Saturday, 5 April 2014

HANNIBAL, 2.6 – 'Futamono'

Saturday, 5 April 2014

written by Andy Black, Bryan Fuller, Scott Nimerfo & Steve Lightfoot (story by Andy Black) | directed by Tim Hunter

Coming halfway through the second season, it's fitting that "Futamono" changes the narrative in keys way—even if a few of them probably won't stick, for now. Above all, this was an episode where Jack (Laurence Fishburne) finally began to take Will's (Hugh Dancy) assertion that Lecter (Mads Mikkelsen) is a the Chesapeake Ripper seriously, which led to some very interesting sequences of investigation. I was also glad Dr Chilton (Raúl Esparza) seems to believe Will's telling the truth about Lecter (who fits the profile of a sociopath), after overhearing him talking with Abel Gideon (Eddie Izzard) about their meeting in a room Gideon shouldn't be able to describe. Chilton even coined the nickname "Hannibal the Cannibal" in this episode, during a dinner party where Jack had his team test the food Lecter's serving his guests.

However, Jack's growing concerns gradually fizzled away. Lecter was a few steps aheas of Will and Jack this episode; enlivened by his brush with death last week and now composing music, while resuming his Chesapeake Ripper activities by grafting a councilman into a living tree with a belly full of poisonous flowers. Lecter was serving regular animal meat during his party, and in one particularly clever move he slept with Dr Bloom (Catherine Dhavernas) in order to have an alibi after killing Gideon's hospital prison guard and attaching him to the roof with fish-hooks.

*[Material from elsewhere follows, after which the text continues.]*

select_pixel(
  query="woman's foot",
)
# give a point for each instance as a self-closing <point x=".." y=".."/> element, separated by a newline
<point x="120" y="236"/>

Having seen Lecter at his most vulnerable last week (wrists slashed and balancing on an old bucket with a noose around his neck), it was good to see the show's eponymous villain outmanoeuvring everyone. But it also seems that he's changing the game somewhat, perhaps because he's growing bored? He left dozens of clues on the fish-hooks that undoes the theory of there being a Chesapeake Ripper copycat, and in the episode's astonishing climax another clue led Jack to a remote farmhouse where he discovered none other than Miriam Lass (Anna Chlumsky) in a hole—the young FBI agent who was Jack's protégé, and whose apparent death (at Lecter's hand) has informed a lot of his character.

What does this mean going forward? Surely Miriam can point the finger at Lecter as her abductor, and the person who sawed her arm off? Why has Lecter been keeping her alive? Has Jack got a genuine break in the case, or did Lecter know they'd trace Miriam's whereabouts from tree bark? If so, why let them get to her? Has her mind been manipulated, similarly to Will Graham's, so she won't be able to tell them anything of any worth? This still all feels very risky from Lecter's perspective, but I guess he thrives on the thrill of outwitting people no matter how many chances he affords them.

The great thing about "Futamono" is how cleverly is seemed to progress the story down one path, only to backup and take us down another. My guess is that Chilton's going to remain wary of Lecter from hereon, but Jack's going to be sucked back into believing he's innocent (provided Miriam's memory of events aren't accurate or reliable after so many years in confinement). It also had some of that amazingly baroque imagery and messed up ideas Hannibal is unbeatable for: such as the murder victim whose dead body had become the trunk of a tree, and the shocking moment when Gideon was revealed to have had his leg amputated by Lecter... and then served it to eat at his captor's dinner table, which he did so he didn't appear weak. What's Lecter's plan for Gideon now, though? Lots of questions, and lots of clever changes to the direction of the season.

  • Did you catch Lecter mentioning he was once rudely woken up by a man conducting an early morning census? This was a nod to the famous line in Silence of the Lambs: "a census taker once tried to test me. I ate his liver with some fava beans and a nice Chianti".
  • If Miriam's actually been kept alive, then for what purpose? Lecter's m.o didn't seem to include keeping people captive for years, so why did he do that with Miriam? And if he does occasionally keep certain victims alive, is there a chance Abigail Hobbes isn't dead either? Her ear has been the only evidence she's been killed, similarly to how everyone believed Miriam was dead because her amputated arm was found.
  • How bad is Alana Bloom going to feel when she realises she not only turned her back on the innocent Will Graham, but also slept with the enemy under their noses?